From: Adnan Misherfi <adnan.misherfi@oracle.com>
To: Konrad Rzeszutek Wilk <konrad.wilk@oracle.com>
Cc: Ian Campbell <Ian.Campbell@citrix.com>,
Ben Hutchings <bhutchings@solarflare.com>,
"xen-devel@lists.xensource.com" <xen-devel@lists.xensource.com>,
"netdev@vger.kernel.org" <netdev@vger.kernel.org>,
"davem@davemloft.net" <davem@davemloft.net>,
"linux-kernel@vger.kernel.org" <linux-kernel@vger.kernel.org>
Subject: Re: [PATCH] xen/netback: calculate correctly the SKB slots.
Date: Tue, 22 May 2012 15:24:02 -0400 [thread overview]
Message-ID: <4FBBE7D2.9040105@oracle.com> (raw)
In-Reply-To: <20120522180901.GC22488@phenom.dumpdata.com>
Konrad Rzeszutek Wilk wrote:
>>>> wrong, which caused the RX ring to be erroneously declared full,
>>>> and the receive queue to be stopped.

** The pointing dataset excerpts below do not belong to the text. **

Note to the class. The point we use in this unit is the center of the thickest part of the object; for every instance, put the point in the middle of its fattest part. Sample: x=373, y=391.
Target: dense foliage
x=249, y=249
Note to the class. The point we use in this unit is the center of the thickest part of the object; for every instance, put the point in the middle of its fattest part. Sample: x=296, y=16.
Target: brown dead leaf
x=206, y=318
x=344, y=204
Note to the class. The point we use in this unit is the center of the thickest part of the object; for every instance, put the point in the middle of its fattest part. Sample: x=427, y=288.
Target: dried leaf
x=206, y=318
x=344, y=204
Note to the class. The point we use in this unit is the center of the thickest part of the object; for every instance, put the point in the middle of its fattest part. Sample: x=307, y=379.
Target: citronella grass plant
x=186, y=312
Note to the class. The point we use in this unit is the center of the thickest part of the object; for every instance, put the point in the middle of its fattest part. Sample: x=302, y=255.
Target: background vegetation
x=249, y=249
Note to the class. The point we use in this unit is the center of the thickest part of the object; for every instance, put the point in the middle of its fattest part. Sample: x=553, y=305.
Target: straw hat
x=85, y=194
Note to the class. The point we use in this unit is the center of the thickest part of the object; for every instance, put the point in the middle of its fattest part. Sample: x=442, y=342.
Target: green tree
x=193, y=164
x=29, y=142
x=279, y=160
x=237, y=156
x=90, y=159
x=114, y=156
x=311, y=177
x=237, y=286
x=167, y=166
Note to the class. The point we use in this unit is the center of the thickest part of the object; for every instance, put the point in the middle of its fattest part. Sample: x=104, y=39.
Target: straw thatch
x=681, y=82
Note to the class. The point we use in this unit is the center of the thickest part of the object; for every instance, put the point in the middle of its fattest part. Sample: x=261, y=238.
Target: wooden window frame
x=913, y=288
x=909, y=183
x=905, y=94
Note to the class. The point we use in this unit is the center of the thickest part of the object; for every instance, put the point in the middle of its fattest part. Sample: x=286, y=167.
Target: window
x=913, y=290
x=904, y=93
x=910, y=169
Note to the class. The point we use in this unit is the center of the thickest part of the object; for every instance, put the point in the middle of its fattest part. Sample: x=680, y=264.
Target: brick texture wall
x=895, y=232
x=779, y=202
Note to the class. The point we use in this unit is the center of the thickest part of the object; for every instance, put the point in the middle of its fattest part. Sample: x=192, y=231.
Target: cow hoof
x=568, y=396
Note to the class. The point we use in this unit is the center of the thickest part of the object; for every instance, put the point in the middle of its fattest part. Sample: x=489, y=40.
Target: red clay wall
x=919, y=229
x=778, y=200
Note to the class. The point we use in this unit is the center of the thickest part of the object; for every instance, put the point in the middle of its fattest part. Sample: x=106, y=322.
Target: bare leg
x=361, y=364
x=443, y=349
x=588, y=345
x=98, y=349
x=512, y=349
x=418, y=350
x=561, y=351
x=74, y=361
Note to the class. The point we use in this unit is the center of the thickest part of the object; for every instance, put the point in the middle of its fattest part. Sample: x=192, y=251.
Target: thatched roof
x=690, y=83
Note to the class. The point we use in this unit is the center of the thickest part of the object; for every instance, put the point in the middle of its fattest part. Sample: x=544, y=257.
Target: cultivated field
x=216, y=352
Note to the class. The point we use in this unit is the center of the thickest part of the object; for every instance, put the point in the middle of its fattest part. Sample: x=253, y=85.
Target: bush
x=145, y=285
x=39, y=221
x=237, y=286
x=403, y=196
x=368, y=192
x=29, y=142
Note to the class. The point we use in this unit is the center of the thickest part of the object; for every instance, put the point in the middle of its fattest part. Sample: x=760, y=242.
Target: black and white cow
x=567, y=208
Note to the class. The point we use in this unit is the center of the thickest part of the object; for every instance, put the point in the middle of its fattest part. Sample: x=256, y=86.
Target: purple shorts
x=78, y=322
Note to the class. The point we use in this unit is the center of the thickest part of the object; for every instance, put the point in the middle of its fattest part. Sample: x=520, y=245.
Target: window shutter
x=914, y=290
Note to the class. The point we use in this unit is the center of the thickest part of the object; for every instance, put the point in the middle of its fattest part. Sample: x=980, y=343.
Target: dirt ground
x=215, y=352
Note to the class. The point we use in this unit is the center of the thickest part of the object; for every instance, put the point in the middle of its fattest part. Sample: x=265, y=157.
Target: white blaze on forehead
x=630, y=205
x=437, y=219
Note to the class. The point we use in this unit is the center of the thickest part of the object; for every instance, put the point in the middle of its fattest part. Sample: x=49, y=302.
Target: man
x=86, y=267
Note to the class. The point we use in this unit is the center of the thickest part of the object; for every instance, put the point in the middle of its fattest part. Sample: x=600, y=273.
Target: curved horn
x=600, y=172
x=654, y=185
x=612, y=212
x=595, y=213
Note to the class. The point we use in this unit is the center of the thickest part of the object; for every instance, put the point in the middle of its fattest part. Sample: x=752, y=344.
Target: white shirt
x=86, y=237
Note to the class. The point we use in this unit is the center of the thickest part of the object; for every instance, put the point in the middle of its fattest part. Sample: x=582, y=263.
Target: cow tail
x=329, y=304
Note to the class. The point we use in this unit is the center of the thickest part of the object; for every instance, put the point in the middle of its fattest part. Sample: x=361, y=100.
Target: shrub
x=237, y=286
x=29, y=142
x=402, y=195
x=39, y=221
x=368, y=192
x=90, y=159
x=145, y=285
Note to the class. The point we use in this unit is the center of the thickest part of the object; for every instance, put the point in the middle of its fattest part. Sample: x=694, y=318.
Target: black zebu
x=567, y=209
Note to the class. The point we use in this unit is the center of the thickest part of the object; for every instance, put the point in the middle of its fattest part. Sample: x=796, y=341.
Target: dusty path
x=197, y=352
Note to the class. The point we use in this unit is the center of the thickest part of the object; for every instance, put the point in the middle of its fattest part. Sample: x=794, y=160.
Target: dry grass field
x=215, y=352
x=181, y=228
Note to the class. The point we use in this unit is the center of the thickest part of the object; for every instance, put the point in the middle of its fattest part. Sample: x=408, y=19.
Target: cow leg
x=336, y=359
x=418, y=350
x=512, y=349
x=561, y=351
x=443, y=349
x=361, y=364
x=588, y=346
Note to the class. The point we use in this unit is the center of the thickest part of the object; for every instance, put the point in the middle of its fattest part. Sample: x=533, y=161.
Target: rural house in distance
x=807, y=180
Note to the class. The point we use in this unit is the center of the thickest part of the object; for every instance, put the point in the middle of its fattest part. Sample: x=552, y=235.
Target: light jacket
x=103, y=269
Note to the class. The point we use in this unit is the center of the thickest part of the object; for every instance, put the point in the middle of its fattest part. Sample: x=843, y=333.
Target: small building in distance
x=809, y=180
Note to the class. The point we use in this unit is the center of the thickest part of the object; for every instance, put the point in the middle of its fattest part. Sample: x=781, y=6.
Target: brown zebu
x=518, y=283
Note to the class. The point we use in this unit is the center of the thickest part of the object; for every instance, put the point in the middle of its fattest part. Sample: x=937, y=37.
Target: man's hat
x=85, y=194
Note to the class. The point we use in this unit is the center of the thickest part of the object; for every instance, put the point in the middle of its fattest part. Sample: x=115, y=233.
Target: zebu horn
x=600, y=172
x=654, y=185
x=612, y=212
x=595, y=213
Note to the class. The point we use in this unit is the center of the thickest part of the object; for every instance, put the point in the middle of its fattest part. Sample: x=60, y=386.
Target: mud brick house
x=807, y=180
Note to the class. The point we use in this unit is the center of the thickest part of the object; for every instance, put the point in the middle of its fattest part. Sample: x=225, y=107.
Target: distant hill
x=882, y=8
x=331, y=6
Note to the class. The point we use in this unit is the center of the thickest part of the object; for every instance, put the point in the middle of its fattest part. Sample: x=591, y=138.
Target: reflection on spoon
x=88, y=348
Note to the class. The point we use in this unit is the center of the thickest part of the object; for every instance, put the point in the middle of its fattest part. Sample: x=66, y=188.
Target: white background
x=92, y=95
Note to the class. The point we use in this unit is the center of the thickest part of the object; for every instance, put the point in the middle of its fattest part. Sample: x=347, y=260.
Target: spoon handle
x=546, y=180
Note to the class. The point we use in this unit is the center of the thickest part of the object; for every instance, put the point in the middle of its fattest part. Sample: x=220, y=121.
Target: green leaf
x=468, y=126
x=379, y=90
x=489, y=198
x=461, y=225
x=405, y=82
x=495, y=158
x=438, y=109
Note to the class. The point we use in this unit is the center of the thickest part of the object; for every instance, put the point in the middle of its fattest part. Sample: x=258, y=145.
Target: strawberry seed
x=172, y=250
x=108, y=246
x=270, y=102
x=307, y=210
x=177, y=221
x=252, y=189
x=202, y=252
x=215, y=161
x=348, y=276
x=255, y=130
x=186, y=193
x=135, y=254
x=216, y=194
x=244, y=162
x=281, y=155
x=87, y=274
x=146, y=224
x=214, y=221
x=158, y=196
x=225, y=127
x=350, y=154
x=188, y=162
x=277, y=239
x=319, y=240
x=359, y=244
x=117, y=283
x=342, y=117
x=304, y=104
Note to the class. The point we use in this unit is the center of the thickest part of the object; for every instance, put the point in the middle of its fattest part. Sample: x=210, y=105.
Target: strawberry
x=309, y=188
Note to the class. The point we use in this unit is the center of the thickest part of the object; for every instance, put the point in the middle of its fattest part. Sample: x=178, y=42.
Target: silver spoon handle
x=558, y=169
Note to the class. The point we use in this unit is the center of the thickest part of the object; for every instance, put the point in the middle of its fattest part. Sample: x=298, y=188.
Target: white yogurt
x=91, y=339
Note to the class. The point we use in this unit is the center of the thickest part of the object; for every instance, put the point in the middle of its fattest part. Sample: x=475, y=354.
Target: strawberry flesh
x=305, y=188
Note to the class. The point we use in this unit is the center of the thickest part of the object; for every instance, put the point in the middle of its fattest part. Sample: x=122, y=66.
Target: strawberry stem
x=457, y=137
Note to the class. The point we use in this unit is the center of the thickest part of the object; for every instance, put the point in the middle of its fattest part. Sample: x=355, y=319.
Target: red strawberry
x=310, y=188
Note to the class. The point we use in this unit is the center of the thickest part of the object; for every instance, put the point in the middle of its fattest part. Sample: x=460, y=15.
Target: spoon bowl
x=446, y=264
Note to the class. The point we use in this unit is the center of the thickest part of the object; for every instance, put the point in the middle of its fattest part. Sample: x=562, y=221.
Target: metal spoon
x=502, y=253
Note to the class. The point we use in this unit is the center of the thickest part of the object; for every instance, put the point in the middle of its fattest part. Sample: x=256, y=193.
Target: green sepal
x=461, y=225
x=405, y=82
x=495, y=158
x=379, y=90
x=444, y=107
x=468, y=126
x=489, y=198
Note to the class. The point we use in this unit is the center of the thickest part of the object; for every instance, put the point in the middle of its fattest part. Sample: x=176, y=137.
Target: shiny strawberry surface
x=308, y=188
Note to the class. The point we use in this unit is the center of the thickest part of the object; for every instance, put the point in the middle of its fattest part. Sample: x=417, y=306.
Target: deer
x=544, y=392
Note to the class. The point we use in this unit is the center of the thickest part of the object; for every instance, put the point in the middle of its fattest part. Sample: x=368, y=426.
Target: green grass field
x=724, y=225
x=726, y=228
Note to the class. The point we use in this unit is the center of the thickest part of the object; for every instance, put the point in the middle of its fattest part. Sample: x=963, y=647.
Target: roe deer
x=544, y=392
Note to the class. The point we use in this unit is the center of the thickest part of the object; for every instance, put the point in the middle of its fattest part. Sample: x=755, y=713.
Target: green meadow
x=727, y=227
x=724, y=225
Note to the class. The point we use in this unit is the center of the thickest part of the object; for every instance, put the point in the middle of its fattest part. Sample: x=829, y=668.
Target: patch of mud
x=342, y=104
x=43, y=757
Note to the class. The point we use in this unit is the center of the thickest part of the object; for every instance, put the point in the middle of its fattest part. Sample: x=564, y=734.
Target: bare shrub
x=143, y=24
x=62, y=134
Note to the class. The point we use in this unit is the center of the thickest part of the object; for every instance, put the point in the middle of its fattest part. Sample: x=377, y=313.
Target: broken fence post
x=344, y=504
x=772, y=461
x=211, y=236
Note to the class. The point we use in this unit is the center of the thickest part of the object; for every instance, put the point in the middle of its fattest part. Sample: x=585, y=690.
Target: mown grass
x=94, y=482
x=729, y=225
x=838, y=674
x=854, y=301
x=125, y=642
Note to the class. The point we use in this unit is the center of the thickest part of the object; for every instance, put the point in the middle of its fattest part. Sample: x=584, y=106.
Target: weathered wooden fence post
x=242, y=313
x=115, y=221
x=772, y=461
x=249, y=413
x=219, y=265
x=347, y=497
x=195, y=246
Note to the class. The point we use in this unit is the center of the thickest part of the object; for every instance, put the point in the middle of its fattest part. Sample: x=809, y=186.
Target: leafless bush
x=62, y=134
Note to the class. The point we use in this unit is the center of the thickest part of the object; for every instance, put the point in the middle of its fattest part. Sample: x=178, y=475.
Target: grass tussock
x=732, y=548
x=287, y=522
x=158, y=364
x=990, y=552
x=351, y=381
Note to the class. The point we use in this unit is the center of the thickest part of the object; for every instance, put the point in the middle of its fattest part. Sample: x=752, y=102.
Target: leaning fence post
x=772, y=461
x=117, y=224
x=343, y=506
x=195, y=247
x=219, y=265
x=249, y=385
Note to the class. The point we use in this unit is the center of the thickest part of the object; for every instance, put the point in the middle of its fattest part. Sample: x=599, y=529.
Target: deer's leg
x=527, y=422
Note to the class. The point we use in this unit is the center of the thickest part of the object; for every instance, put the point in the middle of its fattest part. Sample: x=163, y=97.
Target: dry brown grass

The problem shows up when two
>>>> guest running on the same server tries to communicates using large
>>>>
> .. snip..
>
>>> The function name is xen_netbk_count_skb_slots() in net-next. This
>>> appears to depend on the series in
>>> <http://lists.xen.org/archives/html/xen-devel/2012-01/msg00982.html>.
>>>
>> Yes, I don't think that patchset was intended for prime time just yet.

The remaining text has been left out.